I have a series $\sum c_n$ that converges, and $c_n>0$. Then $(x_n)$ is a sequence in $(0,1)$. Let $f(x)=\sum\limits_{n=1}^\infty c_nf_n(x)$ where
$$f_n(x) = \begin{cases} 1 & : x \geq x_n\\ 0 & : x < x_n \end{cases} $$
I've shown that $\sum\limits_{n=1}^\infty c_nf_n(x)$ indeed converges uniformly on $(0,1)$, and I've shown that $f$ is continuous for each $x\neq x_n$. Now I need to prove that $f$ is increasing on $(0,1)$, and that it's discontinuous for all $x=x_n$.
My idea for showing $f$ is increasing is to let $a<b$, then $f(b)-f(a)=\sum\limits_{n=1}^\infty c_n(f_n(b)-f_n(a))$. Then $f_n(b)-f_n(a)$ is either $1$ or $0$, and since $c_n>0$, $f(b)-f(a)\geq 0$. Is this right?
Then, how can I conclude that $f$ is not continuous when $x=x_n$?
Note that $$ f = \sum\limits_{n=1}^\infty c_n \chi_{[x_n,\infty)}, $$ basically a staircase function which is zero to the left of $0$, and jumps by $c_n$ at every $x_n$, and eventually stabilizes at the value $\sum c_n$ to the right of $0$.
Written this way, it should be clear that the larger $x$ is, the more strictly positive terms will be included in the sum defining $f(x)$.
Now let us show that $f$ is discontinuous at $x = x_n$. For this it is enough to show that it is not left-continuous. What will happen if you take a sequence $y_j$ such that $y_j<x$ for all $j$, and $y_j \rightarrow x$? Well, $f(y_j)$ will be missing that "$c_n$" term since $\chi_{[x_n,\infty)}(y_j) = 0 $ for all $j$. This means that $f(y_j)$ will always differ from $f(x)$ by at least $c_n >0$.

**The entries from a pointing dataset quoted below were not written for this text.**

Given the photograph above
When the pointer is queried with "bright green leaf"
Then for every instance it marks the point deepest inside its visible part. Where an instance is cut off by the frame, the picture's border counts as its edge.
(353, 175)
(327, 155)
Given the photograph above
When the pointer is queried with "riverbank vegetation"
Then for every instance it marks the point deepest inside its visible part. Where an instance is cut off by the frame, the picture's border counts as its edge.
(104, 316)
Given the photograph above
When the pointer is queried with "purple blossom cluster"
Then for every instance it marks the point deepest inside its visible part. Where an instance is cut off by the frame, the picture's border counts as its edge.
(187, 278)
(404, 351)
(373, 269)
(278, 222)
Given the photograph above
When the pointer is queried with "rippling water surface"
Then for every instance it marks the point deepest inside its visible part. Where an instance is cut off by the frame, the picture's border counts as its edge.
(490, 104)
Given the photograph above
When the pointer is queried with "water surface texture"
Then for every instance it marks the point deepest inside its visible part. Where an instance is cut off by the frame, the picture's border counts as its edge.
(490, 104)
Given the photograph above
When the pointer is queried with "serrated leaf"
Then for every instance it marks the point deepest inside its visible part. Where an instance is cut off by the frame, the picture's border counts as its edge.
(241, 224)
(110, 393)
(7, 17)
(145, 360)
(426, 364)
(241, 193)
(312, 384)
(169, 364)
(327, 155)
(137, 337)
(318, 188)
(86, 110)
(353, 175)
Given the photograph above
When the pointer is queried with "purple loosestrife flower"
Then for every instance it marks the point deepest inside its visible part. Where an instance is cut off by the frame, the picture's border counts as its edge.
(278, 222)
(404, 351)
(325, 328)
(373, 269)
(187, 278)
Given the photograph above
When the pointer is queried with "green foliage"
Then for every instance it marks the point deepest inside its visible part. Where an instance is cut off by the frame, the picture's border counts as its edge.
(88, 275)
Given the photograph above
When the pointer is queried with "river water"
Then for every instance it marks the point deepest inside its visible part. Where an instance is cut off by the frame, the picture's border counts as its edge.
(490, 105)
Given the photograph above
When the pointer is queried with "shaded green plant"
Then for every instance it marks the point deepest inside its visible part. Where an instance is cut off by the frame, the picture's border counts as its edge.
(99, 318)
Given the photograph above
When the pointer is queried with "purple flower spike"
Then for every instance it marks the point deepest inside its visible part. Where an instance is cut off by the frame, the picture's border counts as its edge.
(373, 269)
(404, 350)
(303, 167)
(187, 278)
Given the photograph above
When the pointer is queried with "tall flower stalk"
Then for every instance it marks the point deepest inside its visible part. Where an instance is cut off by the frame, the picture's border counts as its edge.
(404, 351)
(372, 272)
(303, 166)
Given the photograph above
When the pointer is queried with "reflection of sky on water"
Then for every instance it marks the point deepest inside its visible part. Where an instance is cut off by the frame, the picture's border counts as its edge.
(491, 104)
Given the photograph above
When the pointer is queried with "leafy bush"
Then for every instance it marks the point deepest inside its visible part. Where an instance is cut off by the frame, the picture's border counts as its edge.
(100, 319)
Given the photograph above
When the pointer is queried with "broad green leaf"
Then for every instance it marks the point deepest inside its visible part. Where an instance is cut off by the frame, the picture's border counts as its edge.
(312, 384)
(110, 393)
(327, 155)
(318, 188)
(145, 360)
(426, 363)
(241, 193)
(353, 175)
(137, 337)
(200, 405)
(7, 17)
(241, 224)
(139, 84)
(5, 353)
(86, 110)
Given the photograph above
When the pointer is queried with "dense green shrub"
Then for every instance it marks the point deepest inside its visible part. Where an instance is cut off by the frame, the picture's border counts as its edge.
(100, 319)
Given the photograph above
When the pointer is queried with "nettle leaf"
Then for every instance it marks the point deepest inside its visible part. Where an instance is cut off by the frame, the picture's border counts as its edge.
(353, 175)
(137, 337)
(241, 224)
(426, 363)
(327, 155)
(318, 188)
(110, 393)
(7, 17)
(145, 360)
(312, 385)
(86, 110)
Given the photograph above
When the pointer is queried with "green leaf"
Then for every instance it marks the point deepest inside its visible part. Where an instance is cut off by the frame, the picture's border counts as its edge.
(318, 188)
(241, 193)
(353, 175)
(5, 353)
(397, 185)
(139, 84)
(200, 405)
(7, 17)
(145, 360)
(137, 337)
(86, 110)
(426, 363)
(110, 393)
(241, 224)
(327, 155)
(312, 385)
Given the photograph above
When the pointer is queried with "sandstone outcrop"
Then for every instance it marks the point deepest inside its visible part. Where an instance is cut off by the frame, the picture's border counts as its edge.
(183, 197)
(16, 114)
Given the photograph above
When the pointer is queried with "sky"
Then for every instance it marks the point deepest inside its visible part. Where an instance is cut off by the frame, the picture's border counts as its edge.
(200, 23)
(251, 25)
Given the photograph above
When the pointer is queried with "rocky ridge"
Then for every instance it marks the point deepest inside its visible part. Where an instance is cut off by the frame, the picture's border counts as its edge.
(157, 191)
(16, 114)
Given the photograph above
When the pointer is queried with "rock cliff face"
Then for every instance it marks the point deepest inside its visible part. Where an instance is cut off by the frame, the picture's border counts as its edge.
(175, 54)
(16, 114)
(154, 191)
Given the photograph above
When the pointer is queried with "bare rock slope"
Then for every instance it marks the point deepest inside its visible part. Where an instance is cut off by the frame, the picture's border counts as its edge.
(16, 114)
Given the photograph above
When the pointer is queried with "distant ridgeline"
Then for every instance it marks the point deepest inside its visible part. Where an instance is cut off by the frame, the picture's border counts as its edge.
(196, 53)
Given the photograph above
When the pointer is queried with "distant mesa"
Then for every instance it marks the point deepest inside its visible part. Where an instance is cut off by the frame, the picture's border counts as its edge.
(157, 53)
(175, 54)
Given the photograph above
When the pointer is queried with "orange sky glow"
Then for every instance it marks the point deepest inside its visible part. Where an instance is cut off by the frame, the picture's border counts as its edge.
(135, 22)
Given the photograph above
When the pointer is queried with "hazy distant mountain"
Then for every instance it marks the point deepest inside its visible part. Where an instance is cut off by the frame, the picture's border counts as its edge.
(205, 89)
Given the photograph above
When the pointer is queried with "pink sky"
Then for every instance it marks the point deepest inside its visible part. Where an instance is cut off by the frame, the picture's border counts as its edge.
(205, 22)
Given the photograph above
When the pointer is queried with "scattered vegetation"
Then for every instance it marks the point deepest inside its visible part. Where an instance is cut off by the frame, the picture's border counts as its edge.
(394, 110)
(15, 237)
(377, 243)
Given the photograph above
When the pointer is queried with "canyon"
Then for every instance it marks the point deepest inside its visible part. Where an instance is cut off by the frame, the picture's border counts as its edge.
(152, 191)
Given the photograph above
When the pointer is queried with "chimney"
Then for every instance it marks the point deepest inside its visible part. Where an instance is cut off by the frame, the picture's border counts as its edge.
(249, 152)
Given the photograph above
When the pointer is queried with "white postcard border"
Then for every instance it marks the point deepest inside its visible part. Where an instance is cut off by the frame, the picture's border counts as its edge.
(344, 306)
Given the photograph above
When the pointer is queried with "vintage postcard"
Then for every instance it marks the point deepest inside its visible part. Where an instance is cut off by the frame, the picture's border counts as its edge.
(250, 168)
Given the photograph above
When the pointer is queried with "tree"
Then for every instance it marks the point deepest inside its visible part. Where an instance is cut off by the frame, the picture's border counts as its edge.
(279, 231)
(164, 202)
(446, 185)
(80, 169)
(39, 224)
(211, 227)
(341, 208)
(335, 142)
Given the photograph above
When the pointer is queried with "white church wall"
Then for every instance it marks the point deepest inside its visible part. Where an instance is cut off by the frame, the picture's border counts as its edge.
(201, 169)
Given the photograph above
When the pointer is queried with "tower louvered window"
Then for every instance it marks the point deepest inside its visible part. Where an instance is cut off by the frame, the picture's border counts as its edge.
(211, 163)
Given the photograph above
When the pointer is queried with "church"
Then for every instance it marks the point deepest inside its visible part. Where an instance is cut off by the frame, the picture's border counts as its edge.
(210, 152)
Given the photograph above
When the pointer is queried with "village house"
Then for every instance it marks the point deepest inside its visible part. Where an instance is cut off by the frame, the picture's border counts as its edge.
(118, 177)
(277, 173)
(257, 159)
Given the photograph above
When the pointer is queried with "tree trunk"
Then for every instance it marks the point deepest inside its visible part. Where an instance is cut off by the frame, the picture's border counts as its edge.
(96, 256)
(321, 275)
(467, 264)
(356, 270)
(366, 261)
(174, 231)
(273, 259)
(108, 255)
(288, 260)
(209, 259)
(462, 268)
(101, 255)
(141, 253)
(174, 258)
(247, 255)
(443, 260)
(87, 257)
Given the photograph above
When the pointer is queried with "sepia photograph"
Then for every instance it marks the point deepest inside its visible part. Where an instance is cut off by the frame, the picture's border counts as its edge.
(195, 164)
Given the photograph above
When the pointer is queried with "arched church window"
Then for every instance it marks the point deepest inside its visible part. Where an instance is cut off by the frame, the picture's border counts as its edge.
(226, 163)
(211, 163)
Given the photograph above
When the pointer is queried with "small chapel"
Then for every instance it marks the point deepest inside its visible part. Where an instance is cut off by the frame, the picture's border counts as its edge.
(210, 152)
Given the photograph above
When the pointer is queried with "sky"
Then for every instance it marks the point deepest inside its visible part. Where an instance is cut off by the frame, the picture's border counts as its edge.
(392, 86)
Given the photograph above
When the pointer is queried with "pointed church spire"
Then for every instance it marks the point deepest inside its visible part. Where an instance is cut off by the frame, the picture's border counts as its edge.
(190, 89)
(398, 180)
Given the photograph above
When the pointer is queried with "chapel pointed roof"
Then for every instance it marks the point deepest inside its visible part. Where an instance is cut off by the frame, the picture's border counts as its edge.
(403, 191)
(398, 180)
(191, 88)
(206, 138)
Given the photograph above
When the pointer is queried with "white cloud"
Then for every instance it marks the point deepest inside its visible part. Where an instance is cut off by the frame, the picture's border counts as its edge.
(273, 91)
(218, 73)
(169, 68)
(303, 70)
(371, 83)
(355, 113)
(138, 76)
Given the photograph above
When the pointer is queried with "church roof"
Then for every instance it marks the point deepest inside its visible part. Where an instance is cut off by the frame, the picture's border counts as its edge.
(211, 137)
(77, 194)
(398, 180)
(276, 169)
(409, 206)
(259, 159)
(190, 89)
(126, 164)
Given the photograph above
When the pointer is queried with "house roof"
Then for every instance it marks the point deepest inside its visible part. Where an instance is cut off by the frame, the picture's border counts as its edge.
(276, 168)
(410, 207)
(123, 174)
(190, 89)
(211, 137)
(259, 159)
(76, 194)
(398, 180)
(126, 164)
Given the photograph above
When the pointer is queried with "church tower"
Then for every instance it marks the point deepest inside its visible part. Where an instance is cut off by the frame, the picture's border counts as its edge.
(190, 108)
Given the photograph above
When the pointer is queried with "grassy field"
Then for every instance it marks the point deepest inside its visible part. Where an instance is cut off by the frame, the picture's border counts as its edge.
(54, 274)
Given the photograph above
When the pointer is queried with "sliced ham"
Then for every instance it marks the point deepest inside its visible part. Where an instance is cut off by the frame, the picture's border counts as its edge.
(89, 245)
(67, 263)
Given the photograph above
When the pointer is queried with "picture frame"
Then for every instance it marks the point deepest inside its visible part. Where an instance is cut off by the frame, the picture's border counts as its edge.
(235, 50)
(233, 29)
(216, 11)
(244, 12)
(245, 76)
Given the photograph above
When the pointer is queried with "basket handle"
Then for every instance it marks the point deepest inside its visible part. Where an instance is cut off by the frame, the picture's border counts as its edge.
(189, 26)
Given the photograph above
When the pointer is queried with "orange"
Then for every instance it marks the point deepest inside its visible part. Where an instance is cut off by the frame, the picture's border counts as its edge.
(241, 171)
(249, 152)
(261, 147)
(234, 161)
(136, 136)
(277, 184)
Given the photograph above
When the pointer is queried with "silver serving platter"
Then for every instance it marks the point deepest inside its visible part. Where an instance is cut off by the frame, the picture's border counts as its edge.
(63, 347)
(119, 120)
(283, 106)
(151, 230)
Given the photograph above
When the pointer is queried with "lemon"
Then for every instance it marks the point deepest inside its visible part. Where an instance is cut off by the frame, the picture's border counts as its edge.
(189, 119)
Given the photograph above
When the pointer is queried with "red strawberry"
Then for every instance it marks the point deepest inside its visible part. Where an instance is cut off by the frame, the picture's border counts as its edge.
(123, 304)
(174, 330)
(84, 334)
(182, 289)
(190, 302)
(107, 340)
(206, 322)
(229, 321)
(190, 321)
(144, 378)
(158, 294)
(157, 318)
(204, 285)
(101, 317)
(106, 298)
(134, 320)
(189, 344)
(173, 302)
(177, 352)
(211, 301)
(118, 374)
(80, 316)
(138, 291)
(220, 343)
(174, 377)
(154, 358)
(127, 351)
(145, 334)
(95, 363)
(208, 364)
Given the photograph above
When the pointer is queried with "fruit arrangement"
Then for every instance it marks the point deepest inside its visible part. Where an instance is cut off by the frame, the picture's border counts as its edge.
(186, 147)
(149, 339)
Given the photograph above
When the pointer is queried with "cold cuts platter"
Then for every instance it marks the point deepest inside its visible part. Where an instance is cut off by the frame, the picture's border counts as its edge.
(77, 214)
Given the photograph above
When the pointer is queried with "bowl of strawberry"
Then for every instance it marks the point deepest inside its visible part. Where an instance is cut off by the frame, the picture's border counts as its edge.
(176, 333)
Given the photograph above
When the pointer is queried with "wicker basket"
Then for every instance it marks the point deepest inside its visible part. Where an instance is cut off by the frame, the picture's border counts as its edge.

By the way, this can be used to show that there is a continuous monotonic function which is discontinuous precisely at the rationals. It is an interesting consequence of the Baire category theorem that there is no continuous function which is discontinuous precisely at the irrationals.